Another 12-year old cricketer is Shubhang Hegde from Vidya Niketan School. Hegde has been playing cricket for six years and has been a part of the KIOC for two years as well. Hegde says, “My father plays cricket and he has always inspired me to take it up.” The little cricketer practises everyday for two hours, hoping to play next to the legend that is Tendulkar. Hegde adds, “The KIOC does not only improve my cricketing skills. It has helped with my mental capability in school and it has shown me the importance of being disciplined.”

Dinesh Borwankar, 21, recently finished his Bachelor’s degree in Commerce at Jain College. He tells us, “I have been with KIOC for thirteen years. I would like to make a career out of cricket, but it is always good to have an alternative.” Borwankar mentions that he has toured across the country to play cricket. He adds, “I practise for 5 hours a day at the KIOC. This has helped with my basics, my technique, but most importantly, it has helped me as a human being.”

Nishant Singh Shekhewat, 23, is a cricketer. He has been at the game for thirteen years. “It is my love for the game that has helped me continue to keep training. I want to make it to the Indian team. I almost qualified for the First Class team, but I am hopeful that it will happen in another couple of years.” Shekhewat tells us that he recently played at the WACA Ground in Australia. The WACA pitch is considered to be one the quickest and bounciest wickets in the world. “Thanks to the connections that Coach Sait has, I have been able to tour Australia and England.” Shekhewat says he trains for seven hours a day. “Cricket is my job and I love my job. I have played with many big names from around the world, including Marcus North and Adam Voges.

Abrar Kazi, 23, plays for the Royal Challengers Bangalore. “I have been training with the KIOC for thirteen years. Apart from the RCB team, I have also played in several Ranji one-day matches.” Kazi has played in Sri Lanka as part of then KIOC club matches. Kazi mentions, “The KIOC has taught me more than playing cricket. I practise for three to four hours a day. This disciplined training has helped me not only as a cricketer, but as a person.”
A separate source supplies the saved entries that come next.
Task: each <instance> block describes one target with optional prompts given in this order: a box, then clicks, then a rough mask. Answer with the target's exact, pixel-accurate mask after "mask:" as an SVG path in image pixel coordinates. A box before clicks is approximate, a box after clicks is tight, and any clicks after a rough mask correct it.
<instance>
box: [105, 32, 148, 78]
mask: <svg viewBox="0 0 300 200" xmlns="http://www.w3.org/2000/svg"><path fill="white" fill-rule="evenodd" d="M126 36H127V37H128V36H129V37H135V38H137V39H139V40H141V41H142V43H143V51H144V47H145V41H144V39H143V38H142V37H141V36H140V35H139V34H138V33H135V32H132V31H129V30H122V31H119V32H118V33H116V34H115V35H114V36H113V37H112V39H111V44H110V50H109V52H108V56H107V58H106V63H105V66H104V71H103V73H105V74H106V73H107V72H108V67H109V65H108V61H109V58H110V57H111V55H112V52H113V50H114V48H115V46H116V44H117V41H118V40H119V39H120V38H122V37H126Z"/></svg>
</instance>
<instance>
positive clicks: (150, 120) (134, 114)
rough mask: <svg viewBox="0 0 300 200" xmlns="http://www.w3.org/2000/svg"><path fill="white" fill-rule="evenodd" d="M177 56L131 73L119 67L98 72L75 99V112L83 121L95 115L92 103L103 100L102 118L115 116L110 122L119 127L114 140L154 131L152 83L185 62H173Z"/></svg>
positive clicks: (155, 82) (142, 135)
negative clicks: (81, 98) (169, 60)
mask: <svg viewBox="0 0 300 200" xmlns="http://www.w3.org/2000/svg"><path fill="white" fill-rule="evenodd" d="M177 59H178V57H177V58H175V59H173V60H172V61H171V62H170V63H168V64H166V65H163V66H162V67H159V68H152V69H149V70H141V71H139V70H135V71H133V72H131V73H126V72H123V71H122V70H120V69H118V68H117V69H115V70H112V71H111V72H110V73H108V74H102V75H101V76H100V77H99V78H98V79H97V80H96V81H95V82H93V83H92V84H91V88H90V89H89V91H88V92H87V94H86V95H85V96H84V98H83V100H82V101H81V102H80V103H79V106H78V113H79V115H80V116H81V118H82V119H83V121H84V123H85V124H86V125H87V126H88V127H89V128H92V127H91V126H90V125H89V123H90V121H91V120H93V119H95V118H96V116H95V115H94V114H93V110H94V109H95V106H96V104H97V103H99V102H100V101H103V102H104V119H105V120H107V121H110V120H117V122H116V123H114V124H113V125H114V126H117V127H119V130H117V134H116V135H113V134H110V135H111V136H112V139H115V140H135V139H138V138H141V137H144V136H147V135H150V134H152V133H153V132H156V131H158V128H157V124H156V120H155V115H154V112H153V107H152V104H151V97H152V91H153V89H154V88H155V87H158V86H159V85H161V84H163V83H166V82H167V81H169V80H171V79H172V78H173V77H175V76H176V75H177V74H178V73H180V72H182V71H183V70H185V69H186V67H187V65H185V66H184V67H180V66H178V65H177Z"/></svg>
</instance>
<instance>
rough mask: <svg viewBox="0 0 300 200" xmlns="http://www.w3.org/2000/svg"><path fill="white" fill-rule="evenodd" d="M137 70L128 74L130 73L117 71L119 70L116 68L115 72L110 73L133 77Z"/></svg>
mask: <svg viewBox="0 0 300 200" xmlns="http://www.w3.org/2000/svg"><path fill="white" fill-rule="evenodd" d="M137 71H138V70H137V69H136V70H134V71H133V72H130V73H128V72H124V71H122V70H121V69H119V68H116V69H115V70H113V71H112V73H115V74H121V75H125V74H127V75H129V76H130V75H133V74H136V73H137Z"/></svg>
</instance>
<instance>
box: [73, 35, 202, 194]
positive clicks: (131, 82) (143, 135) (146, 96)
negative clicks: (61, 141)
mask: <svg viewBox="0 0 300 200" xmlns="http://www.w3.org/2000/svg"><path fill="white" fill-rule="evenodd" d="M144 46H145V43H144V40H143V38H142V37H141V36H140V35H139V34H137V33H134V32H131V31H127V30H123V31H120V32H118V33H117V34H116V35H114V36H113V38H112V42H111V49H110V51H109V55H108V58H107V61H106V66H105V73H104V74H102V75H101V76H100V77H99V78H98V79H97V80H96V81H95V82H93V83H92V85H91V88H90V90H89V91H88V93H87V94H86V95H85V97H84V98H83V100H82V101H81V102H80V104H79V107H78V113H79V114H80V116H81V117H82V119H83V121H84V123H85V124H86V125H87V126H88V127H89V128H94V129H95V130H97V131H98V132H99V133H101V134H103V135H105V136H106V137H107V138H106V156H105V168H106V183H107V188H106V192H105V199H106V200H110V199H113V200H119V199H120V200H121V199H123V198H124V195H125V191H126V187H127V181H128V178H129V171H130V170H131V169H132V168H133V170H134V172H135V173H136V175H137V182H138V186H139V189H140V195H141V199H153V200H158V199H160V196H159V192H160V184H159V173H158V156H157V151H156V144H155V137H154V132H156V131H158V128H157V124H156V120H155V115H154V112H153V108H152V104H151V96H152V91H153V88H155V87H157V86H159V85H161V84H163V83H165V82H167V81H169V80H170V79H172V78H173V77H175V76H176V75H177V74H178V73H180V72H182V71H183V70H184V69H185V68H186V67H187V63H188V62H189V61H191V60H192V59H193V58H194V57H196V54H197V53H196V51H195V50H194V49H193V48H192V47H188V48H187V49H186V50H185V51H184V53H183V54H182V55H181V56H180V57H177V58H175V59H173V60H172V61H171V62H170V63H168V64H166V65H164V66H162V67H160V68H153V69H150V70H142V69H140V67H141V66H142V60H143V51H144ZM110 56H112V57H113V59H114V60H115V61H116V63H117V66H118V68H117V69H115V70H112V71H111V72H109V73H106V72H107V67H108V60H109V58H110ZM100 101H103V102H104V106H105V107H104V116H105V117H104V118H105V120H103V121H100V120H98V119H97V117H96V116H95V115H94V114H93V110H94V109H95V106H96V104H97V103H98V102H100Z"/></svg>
Sait concludes, “One needs a trained eye to spot potential. I believe every individual in our academy has the capability of making it big in the cricketing world. We are helping these kids to get closer to their dreams. It is their hard work and determination that will decide the rest.”


The man behind the stumps

Irfan Sait is a qualified full time coach available 24 x 7 x 365 with the unique distinction of completing the Level I, II and III coaching courses each from a different country:

1. Level III - England (ECB)
2. Level II - Australia (CA)
3. Level I - India (KSCA)

He is also a member of the Coach Associations of England and Australia, a rare feat achieved only by a few in the subcontinent. Sait has been deeply involved in the game for the past 30 years. He has played in all the divisions of the KSCA League.

Sait assisted the Indian men's cricket team in the training camp held at Bangalore in preparation of the World Cup '96. He also coaches at Macclesfield, Cheshire County, Manchester, England.

Sait has held many offices:

1. Joint Secretary of The Swastic Union Cricket Club.
2. Secretary of The Jawans Cricket Club.
3. Vice President of The Modern Cricket Club.
4. Vice President of The Youth Congress.
5. Former Secretary & South Zone Convenor of The Women's Cricket Association of India.
6. Former Member of various sub-committees of the KSCA.